Well, I did not need them gawking at my Addie, but she was so joyous, fact was me too, that we did allow them to stick their beaks in and see what a man and woman could do if they thought about it. But more than once my girl turned round and there were strangers standing beneath the propped shutters looking in. Since Amuel was usually working on the place, he kept an eye on her for me, and she had Lenora’s cousin still and Amuel’s sons on days they weren’t working elsewhere. Then Willard was in the barn.
Other men said, the wife will want such a kitchen as this now. But they were usually happy to see how well things worked, and if they were not, they could go kiss a hog’s behind for all I cared.
The war had pulled me over this country and I had ideas and a fearlessness about trying things. I saw those round here never got more than five miles from home and that to go to town. I was not as small in my mind as some. Not about matters big or matters small and there were many ways to do things if one kept an open hand as Ma did say to Rosie. And an open hand was an open mind for sure.
Middle of September when cr
ops were in and the fair was nearly upon us, I had finished in the barn and neared the house to bring the sections of the bed-frame Gaylin had delivered and put on the porch that morning. I heard my wife singing, and I came around the house to one of the kitchen windows to look at her and refresh myself. She was like that for me…a thing to ponder.
Rain had kicked up and I stood under the shutter looking in. She did not see me. Janey was on the floor, looked like she had been sitting there playing with spoons and bowls and fallen right over and went to sleep.

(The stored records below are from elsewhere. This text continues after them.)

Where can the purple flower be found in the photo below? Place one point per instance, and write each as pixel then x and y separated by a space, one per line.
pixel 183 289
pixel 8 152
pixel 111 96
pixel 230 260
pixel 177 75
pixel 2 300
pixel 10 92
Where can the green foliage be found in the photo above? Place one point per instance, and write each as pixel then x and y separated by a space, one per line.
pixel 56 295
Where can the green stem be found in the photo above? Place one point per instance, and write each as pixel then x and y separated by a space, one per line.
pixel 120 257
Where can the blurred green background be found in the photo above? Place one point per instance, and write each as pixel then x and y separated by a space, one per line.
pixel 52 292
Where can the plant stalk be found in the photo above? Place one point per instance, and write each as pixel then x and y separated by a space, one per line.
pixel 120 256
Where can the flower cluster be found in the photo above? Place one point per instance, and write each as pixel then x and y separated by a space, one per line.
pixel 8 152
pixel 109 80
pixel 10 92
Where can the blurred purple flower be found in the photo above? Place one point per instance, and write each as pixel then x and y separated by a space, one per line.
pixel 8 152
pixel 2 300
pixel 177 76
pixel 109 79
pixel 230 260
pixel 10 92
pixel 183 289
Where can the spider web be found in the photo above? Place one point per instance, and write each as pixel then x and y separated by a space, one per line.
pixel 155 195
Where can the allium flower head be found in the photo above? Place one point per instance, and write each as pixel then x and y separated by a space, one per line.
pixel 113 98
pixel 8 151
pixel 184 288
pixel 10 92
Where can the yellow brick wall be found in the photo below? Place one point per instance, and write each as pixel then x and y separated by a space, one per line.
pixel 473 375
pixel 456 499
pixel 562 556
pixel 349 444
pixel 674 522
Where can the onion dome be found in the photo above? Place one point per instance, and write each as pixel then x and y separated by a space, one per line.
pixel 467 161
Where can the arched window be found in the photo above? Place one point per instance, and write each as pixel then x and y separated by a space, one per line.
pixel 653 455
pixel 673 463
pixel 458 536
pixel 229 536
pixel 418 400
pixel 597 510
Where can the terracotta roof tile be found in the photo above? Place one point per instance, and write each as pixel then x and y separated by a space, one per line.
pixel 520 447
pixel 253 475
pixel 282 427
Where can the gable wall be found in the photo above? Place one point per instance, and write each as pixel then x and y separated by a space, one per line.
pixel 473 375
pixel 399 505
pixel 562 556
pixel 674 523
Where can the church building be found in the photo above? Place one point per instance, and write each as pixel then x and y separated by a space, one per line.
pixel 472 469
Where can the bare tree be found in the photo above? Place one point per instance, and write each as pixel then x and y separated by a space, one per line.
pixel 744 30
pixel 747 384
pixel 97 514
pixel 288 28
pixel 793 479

Addie was at the table going over her recipes for she did plan to enter her bread in the fair that week’s end.
How I loved standing there the rain walling me in, watching her in this place I had built with such fierce love. To give such a one as her something good, something thought out…I could do no better.
Well, no more lying in Richard Varn’s bed. I had not brought it into the new part of the house, but left it in place for Lenora’s cousins to sleep upon. Me and Addie had been lying on two ticks stacked on the floor. But tonight it would be different. Tonight…well a man could hope.
Addie looked up then as if feeling the heat of my thoughts. I loved the way her dark hair contrasted with her pale skin. Her eyes were the same as that hair, her brow, some freckles here and there. There was not a time I saw her something didn’t kick up its heels in me. And her smile, it was the prize I had won and she gave it free to me.
She looked at Janey, saw she was sleeping, and walked to the window I stood at. “Come in out of the rain,” she said, leaning on the counter there so her face came close to the screen.
“Hello pretty girl,” I said.
“You best get out of here. My husband sees, he’ll shoot you.”
“I don’t fear him. But that woman of his…she’s fierce they say.”
She laughed a little. “She can be,” she whispered.
“It would be worth the risk, what I got planned.”
“What have you got planned farmer?” She blushed and I loved that, too.